Love, again and again

Love, again and again

(Yesterday morning I knelt before the Dierne and asked, “How can I keep one of the best relationships in my life from imploding?” Unfortunately, his answer is not publishable here on Patheos, as there was a fair amount of cursing and calling out done. I have sobbed into that god’s shoulder many a time, but, let it be known, he does not suffer fools – or self-pity – gladly.

(Thankfully, his answer did help me. So I give praises, thanks, and love to you, oh crass sailor speaking boy.)

The first mythos of the Westernlands – the underworld where I journey and conduct spirit work, connected to our own and overlapping – is shaping together, finally, and a core theme in the stories seems to be love. (My reaction upon realizing that was an expletive, both shouted to the heavens and growled out to the ground.) Love takes its many forms in the myths – the love the Ophelia has for Pallis, the love the Clarene has for the land, the love Pallis has for the Firebird, the love Mircea has for the stars; each of these loves collides and clashes and blooms.

I’d be lost navigating those mythic waters if it weren’t for my experiences here, in the more fleshy realms. Though, too, if it were not for the myths, I would be lost in this physical world. (One of my lovers commented that we both need myths to show us the importance, the meaning, of our own pursuits in love.) Though the stories exist partially just for their own sake, they are – like the Westernlands – influenced by this world. Though that is perhaps inaccurate; we read what we want into the stories, but the stories themselves remain the same. (But perhaps I’ll one day go into how I believe all stories – mythic or not – are influenced by the cultures that produce them, and that is such a geeky topic I definitely will explore it later on.)

Most of us (not all!) want to be special. Most of us are taught about the idea of a ‘match’ or a soul mate or someone who belongs to/with us, and due to the level of importance that has in our society, a lot of us carry that around in some fashion. For some of us, that works; for others, we pursue different arrangements or don’t pursue anyone at all, or our relationships are ‘lacking’ according to what society thinks of as a relationship.

Red & white roses are associated with Mircea & Pallis – two parts of the Dierne, who are especially associated with guilt and fear as it is connected to love (or the manipulation of).

When I was doing a lot of shadow (I personally call it ‘mirror’, as the shadow holds a different meaning in my religious practice) work, as well as delving in for the mythology and stories, I was bombarded a lot with the want to be special and important. The spirit I was interacting with – a challenger, a spirit whose purpose it is to contort and bend and break, who has that role in the myths and in our lives – pushed me constantly.

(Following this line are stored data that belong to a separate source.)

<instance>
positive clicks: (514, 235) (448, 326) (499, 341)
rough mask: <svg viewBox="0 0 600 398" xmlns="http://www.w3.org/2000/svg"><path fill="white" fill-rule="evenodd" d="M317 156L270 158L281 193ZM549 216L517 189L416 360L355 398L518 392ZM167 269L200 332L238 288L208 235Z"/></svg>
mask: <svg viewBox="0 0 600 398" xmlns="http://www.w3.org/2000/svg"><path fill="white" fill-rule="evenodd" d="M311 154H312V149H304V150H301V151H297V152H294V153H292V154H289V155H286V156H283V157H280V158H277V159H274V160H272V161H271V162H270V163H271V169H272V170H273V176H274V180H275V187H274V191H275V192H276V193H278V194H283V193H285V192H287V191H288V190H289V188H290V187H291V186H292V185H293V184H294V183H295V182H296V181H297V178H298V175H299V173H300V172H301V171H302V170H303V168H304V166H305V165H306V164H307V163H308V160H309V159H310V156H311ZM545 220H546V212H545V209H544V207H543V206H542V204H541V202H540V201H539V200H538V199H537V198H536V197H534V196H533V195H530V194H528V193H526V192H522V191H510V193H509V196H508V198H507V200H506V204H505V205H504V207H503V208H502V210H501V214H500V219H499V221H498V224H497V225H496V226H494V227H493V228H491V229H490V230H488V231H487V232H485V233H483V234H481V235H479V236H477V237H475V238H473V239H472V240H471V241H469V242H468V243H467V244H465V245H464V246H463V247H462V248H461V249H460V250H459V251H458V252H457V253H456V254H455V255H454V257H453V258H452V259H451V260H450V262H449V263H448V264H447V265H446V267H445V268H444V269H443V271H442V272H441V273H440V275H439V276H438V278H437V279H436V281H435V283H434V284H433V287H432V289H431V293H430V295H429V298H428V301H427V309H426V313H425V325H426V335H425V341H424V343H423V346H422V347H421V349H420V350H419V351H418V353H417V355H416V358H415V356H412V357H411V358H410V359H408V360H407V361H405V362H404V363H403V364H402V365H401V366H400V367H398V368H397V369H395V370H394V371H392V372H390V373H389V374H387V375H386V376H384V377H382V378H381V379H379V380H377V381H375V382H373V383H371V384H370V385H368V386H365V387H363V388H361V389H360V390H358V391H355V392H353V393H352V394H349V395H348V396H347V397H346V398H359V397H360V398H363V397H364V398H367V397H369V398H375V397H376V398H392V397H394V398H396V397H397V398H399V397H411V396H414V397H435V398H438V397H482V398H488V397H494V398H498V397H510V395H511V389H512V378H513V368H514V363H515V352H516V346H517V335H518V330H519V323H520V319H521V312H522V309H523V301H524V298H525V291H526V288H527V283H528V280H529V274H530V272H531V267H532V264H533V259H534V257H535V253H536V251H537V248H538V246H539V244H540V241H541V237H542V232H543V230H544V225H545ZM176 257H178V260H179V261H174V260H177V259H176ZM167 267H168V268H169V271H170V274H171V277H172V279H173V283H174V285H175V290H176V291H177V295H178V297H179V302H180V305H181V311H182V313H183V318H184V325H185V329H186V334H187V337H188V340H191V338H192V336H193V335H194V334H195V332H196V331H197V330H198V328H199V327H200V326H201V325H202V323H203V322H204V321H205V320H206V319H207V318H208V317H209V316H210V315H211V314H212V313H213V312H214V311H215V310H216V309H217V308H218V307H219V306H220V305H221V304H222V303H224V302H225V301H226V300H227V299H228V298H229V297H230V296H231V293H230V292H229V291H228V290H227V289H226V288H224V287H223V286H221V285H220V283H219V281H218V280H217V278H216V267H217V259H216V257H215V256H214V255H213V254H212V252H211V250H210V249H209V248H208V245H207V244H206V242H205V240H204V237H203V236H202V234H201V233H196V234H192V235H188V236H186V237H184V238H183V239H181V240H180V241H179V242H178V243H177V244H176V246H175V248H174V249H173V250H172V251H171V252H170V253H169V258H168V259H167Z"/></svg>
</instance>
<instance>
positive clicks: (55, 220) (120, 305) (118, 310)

I was undeserving of love, I heard myself say. I was unimportant, and everyone I loved would leave, and I was needy and useless and a bother. But I didn’t go into that work wanting to beat myself into submission. I went into that work so I would be able to look at those parts of myself and say, “No.”

I know, religion isn’t therapy. It’s about serving the gods, at least mine is, but I can’t serve them – walk their will in the world and live a life that pleases them – if I don’t face myself and deal with the issues that arise. I couldn’t serve the Dierne fully, or much at all, until I experienced that level of self-hate and wrangled it to the ground and turned it into something useful.

The mythos of the West is about love – and about fear. What are the children of those two forces? Some of the gods fall to it, others rise and ride it as a great steed, and still others are unaffected. the Dierne is a god of fear (and is called Fear*) before he is a god of love, and the two are intimately combined for him. He is the hunt of a romance or relationship, as well as the fear and sorrow when a relationship crashes down around us. The gods of the West carry the impulses they had as humans or faeries, the wants and desires and flaws, and the stories show that playing out on a much larger scale.

What is the role of love in my religion, then?

There’s the love I have for the gods, a consuming force that makes my skin flush and my knees go weak and my mind alight. There’s the love I have for a man who has helped me stumble along this path and opened my eyes to the love the gods have for each other – there’s the love I have for him who reminded me that to be loved by a god is different than being loved by a mortal. There’s the affection I have for a woman who reminds me to laugh at the most serious moments, who reminds me that in the heat of battle and blood and sorrow the Dierne laughed. There’s love everywhere, and it’s cheesy and silly and sad and drowning, and I don’t know if I would call it the center, but it’s beneath my feet and in the sky and damn important after all.

(And it is, perhaps, not lost on me that while one of my relationships was in question this post refused to be written – stress, oh stress, how you wreck the mind.)